Processes data coming from Illumina sequencing instruments. Input data - bcl files, output - CRAM files. In most cases CRAM files are aligned.
Archives sequencing data (CRAM files) and other related artefacts.
Steps of each of the pipelines and dependencies between the steps are defined in JSON input files located in data/config_files directory. The files follow JSON Graph Format systax. Individual pipeline steps are defined as graph nodes, dependencies between them as directed graph edges. If step B should be executed after step A finishes, step B is is considered to be dependant on step A.
The graph represented by the input file should be a directed acyclic graph (DAG). Each graph node should have an id, which should be unique, and a label, which is the name of the pipeline step.
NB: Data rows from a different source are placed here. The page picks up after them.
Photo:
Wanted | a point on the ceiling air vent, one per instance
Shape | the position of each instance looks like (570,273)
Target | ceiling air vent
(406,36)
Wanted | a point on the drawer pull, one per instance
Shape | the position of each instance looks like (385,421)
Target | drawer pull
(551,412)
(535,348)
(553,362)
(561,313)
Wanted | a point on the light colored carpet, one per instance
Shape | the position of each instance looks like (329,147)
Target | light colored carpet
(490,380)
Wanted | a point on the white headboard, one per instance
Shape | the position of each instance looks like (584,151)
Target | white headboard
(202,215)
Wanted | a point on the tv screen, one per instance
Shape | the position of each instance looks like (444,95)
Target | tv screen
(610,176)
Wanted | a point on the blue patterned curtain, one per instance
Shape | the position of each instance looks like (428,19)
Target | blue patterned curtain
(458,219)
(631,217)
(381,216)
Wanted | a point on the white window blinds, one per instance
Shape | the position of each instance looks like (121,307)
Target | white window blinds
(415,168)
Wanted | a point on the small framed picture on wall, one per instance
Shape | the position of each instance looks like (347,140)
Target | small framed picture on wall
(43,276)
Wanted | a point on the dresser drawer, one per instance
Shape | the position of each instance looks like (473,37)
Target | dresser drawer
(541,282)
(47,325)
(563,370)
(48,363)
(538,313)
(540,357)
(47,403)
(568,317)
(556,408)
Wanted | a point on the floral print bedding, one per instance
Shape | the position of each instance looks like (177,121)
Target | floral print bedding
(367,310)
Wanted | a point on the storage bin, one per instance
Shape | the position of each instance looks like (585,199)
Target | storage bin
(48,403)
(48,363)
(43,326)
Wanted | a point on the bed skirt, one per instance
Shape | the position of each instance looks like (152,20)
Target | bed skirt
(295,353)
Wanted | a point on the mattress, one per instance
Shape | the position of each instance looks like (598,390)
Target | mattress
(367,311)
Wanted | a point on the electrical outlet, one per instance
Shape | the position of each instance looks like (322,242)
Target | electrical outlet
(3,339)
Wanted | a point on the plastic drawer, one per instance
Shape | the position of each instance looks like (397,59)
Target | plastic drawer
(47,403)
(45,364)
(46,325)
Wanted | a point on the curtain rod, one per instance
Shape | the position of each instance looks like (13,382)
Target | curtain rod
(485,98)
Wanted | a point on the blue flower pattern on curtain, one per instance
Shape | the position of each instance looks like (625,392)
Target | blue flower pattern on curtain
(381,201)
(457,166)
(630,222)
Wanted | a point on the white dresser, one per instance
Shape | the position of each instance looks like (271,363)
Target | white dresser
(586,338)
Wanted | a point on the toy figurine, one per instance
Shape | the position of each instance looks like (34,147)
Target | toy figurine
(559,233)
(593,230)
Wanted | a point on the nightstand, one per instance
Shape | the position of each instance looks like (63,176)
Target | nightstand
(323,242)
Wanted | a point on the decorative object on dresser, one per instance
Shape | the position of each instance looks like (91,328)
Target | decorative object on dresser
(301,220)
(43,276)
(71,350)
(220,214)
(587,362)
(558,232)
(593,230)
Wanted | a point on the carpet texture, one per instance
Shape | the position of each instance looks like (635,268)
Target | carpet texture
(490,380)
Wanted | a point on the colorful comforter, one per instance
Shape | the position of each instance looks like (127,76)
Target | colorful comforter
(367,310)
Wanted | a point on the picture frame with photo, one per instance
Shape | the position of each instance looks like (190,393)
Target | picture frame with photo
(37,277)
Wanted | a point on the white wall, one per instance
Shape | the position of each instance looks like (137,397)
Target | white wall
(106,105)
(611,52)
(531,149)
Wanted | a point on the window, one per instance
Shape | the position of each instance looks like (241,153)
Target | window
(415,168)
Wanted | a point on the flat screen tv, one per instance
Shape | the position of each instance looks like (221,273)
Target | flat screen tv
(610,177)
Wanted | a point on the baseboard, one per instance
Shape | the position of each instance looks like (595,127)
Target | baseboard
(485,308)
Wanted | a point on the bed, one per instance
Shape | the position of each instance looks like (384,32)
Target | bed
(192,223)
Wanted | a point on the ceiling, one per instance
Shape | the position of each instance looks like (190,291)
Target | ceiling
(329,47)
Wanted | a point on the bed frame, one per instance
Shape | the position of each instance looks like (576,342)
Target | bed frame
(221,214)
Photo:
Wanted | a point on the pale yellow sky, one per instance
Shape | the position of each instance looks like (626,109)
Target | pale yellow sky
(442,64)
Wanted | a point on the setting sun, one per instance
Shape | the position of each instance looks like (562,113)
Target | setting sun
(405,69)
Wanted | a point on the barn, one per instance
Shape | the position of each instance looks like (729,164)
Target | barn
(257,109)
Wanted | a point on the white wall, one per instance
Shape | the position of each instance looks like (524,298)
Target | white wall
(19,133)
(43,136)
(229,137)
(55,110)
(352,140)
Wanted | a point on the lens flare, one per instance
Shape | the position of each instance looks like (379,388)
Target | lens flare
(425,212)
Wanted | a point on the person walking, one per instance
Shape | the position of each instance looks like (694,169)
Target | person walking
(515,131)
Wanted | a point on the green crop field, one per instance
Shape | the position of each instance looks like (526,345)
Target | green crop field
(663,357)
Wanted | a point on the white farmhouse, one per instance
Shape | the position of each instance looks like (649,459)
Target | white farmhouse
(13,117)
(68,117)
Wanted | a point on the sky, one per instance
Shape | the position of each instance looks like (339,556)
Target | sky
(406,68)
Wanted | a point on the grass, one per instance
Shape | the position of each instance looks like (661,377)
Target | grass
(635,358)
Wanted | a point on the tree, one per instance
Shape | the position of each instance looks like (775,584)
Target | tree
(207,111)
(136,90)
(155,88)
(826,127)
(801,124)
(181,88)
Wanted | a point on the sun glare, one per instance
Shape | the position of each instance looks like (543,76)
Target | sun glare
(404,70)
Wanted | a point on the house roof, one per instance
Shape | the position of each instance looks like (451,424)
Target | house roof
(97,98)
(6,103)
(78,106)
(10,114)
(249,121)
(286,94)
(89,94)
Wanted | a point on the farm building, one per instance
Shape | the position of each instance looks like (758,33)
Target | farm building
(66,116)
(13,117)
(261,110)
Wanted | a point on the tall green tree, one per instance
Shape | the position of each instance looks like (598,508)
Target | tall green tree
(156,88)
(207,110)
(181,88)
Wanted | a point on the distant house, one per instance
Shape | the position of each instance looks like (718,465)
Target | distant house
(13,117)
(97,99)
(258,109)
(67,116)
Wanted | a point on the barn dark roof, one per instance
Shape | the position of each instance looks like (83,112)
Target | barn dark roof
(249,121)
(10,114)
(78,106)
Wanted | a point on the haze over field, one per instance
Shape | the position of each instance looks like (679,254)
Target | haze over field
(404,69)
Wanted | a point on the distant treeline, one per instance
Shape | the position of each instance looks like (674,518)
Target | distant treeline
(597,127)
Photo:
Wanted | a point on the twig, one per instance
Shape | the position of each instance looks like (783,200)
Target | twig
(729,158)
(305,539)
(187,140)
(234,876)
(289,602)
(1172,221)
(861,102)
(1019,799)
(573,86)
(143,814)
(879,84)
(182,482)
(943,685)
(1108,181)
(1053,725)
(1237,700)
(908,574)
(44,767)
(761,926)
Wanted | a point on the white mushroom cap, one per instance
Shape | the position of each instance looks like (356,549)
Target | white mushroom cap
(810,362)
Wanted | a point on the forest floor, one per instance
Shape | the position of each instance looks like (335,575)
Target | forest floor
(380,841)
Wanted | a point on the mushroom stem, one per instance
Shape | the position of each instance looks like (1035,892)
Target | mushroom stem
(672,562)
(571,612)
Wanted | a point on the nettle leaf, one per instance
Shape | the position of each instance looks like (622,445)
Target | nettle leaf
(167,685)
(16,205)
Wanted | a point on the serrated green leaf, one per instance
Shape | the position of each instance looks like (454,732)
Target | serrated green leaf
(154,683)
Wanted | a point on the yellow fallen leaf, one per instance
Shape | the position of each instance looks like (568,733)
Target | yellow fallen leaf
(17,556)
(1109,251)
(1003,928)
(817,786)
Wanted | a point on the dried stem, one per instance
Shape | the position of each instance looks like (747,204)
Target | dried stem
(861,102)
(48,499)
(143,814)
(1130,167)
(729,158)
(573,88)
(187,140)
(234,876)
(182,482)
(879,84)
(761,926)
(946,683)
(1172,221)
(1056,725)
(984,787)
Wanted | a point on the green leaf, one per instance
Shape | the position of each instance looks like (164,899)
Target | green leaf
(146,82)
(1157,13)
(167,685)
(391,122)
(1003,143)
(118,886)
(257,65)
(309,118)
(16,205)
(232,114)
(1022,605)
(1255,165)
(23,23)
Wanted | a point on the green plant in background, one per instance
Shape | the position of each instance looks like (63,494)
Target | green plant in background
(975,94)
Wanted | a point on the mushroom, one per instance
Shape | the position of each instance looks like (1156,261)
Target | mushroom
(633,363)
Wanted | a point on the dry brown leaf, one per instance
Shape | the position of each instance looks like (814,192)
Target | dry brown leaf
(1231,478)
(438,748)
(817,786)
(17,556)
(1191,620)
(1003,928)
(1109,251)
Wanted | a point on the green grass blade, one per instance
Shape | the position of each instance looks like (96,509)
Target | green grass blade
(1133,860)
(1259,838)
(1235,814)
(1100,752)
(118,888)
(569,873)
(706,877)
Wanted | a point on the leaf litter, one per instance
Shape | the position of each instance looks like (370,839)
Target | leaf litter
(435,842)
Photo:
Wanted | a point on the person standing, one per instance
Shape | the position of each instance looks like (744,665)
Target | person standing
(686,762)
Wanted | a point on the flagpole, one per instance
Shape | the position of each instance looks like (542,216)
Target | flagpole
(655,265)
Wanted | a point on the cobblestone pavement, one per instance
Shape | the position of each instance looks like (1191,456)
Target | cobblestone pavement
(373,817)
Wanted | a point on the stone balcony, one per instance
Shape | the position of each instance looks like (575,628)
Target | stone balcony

JSON Graph Format (JGF) is relatively new, with little support for visualization. Convert JGF to GML Graph Modeling Language format using a simple script supplied with this package, scripts/jgf2gml. Many graph visualization tools, for example Cytoscape, support the GML format.
Log file - in the run folder (as in the current pipeline). Example: /nfs/sf55/IL_seq_data/outgoing/path_to_runfolder/bin_npg_pipeline_central_25438_20180321-080455-2214166102.log
File with JSON serialization of definition objects - in the analysis directory directory. Example: /path_to_runfolder/bin_npg_pipeline_central_25438_20180321-080455-2214166102.log.json
File with saved commands hashed by function name, LSF job id and array index - in the analysis directory. Example: /path_to_runfolder/Data/Intensities/BAM_basecalls_20180321-075511/bin_npg_pipeline_central_25438_20180321-080455-2214166102.log.commands4jobs.json
In this package the pipeline steps are submitted for execution to the LSF batch processing system. The LSF job representing the start point of a graph is submitted to LSF in a suspended state and is resumed once all other LSF jobs have been submitted thus ensuring that the execution starts only if all steps are successfully submitted to LSF. If an error occurs at any point, all submitted jobs, apart from the start job, are killed.